Moving right along, environments themselves change over time. My very limited reading suggests that populations do not “chase” a changing environment, but rather branch off a more suitable species or two, then go extinct. I wonder if this observed stubborn persistence of species in the face of environmental change (so they’re more likely to go extinct than adapt) is reflected in any of these models.

Arguing about the fitness of the human population seems beside the point. Our situation is a special case because of medical and sanitation advances. There are millions of other species and if the deleterious mutation rate is so overwhelmingly powerful then the end should be nigh for everything. Some species should be going extinct because of this problem all by themselves. Lenski’s bacteria should not have evolved greater fitness, etc…

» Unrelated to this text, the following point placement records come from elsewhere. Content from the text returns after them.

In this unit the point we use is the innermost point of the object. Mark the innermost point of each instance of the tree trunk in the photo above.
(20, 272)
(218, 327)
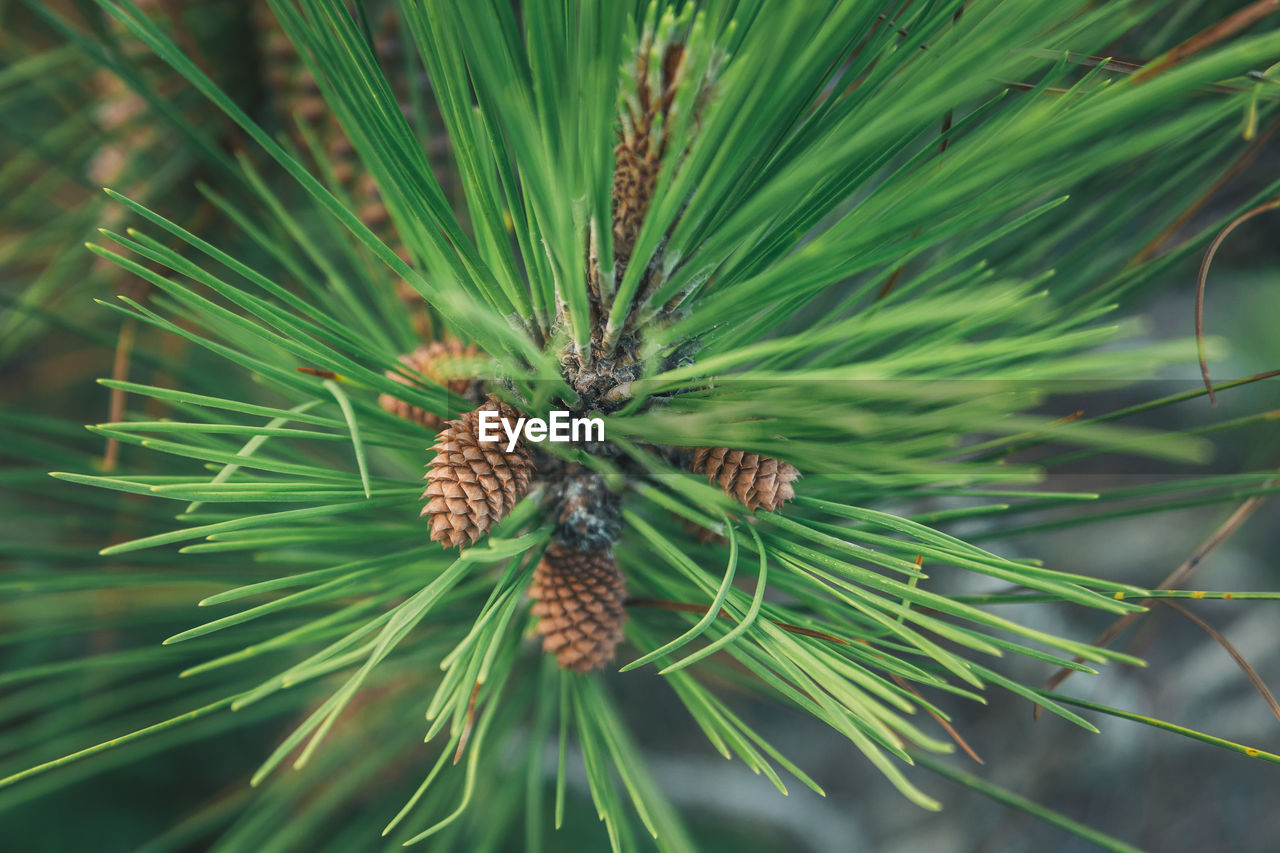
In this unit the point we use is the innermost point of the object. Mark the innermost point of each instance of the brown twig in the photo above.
(686, 607)
(1203, 277)
(470, 724)
(1249, 673)
(946, 726)
(1224, 28)
(1240, 164)
(1175, 579)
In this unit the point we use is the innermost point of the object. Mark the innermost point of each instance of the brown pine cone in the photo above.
(471, 486)
(755, 480)
(442, 364)
(579, 603)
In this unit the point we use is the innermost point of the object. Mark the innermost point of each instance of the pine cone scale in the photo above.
(579, 602)
(471, 487)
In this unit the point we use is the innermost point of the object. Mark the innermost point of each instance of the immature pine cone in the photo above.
(440, 363)
(471, 486)
(755, 480)
(579, 602)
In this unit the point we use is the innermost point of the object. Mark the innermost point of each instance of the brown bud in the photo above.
(472, 484)
(579, 602)
(753, 479)
(443, 363)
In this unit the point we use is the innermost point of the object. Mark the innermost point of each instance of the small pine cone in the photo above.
(471, 486)
(442, 364)
(755, 480)
(579, 603)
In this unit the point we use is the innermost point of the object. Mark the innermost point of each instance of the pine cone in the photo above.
(755, 480)
(471, 486)
(579, 602)
(440, 364)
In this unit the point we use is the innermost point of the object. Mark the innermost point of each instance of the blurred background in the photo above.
(1148, 787)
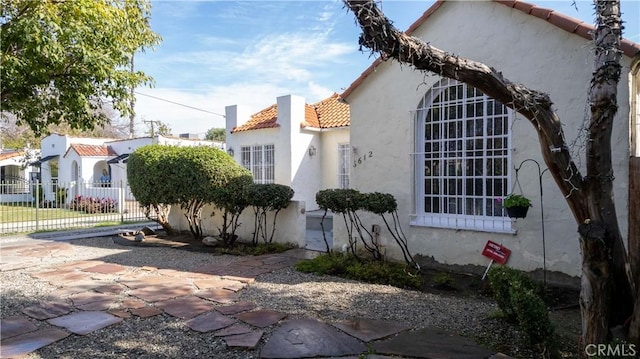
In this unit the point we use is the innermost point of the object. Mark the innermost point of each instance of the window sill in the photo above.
(492, 225)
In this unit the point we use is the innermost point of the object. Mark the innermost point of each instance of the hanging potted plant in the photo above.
(517, 205)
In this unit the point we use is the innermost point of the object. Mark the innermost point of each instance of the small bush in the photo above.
(443, 280)
(348, 266)
(501, 279)
(532, 315)
(518, 297)
(248, 249)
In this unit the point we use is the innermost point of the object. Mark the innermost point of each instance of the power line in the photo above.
(180, 104)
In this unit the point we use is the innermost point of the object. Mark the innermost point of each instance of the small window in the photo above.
(260, 161)
(344, 159)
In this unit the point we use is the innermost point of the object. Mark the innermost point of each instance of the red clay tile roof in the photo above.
(560, 20)
(7, 155)
(92, 150)
(332, 112)
(328, 113)
(266, 118)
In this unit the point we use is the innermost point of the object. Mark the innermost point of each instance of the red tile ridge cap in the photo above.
(558, 19)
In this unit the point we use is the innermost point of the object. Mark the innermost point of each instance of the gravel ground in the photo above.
(297, 294)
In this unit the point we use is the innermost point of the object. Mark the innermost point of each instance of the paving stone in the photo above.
(53, 273)
(99, 305)
(431, 343)
(216, 269)
(261, 318)
(185, 308)
(116, 289)
(218, 283)
(47, 310)
(234, 285)
(162, 292)
(132, 303)
(85, 322)
(274, 260)
(234, 329)
(91, 297)
(240, 278)
(82, 286)
(145, 312)
(106, 268)
(218, 295)
(250, 262)
(209, 322)
(303, 338)
(29, 342)
(12, 326)
(368, 330)
(120, 313)
(70, 278)
(236, 308)
(147, 281)
(247, 340)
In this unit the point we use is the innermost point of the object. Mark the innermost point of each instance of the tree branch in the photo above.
(382, 37)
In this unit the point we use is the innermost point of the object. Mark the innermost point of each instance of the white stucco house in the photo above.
(77, 163)
(304, 146)
(448, 153)
(16, 174)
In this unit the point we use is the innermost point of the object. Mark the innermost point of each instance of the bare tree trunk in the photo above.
(590, 198)
(598, 186)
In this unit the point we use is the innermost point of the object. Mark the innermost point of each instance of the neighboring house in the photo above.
(16, 174)
(77, 163)
(293, 143)
(448, 153)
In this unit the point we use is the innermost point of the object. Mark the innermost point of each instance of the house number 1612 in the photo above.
(362, 159)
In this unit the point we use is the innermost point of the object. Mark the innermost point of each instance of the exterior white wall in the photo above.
(535, 53)
(293, 165)
(329, 155)
(290, 224)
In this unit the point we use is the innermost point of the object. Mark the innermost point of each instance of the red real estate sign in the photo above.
(497, 252)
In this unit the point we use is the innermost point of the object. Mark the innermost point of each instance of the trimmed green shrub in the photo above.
(443, 280)
(161, 176)
(517, 296)
(232, 199)
(347, 202)
(266, 198)
(501, 279)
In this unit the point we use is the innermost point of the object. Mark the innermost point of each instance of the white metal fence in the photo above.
(39, 206)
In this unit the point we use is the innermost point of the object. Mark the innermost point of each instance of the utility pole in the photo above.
(132, 116)
(152, 123)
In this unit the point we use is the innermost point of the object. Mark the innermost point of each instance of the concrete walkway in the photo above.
(104, 294)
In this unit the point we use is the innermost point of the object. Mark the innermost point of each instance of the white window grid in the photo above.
(344, 159)
(260, 160)
(461, 158)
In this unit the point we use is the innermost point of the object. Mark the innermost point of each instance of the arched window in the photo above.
(462, 159)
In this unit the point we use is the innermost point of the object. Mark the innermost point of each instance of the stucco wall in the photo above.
(290, 224)
(526, 50)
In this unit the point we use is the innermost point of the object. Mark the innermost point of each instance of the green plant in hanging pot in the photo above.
(516, 205)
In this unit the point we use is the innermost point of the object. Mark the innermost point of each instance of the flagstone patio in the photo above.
(99, 294)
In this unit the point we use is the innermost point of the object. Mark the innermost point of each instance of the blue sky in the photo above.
(220, 53)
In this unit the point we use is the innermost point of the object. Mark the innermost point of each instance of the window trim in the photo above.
(344, 164)
(263, 172)
(421, 218)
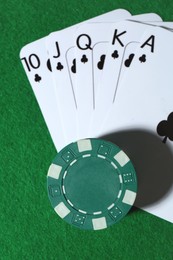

Tom English— The puzzling thing to me about some of my fellow Christians ( I am one) is that some of the ID crowd are honest about the evidence regarding the age of the earth, but most of the theological problems the creationists have are already present when you grant that. And there is even a young earther ( I forgot his name) whose blog I used to visit who was totally upfront about the fact that the case for evolution is actually pretty strong. He rejects it on faith, hoping to find good scientific evidence at some point.

You are probably talking about Todd Wood.

Lizzie had a soft spot for him. He’s on the blog roll. I see he’s still blogging and still a committed Creationist. His post on dealing with school shootings is a bit… well, read it and wonder.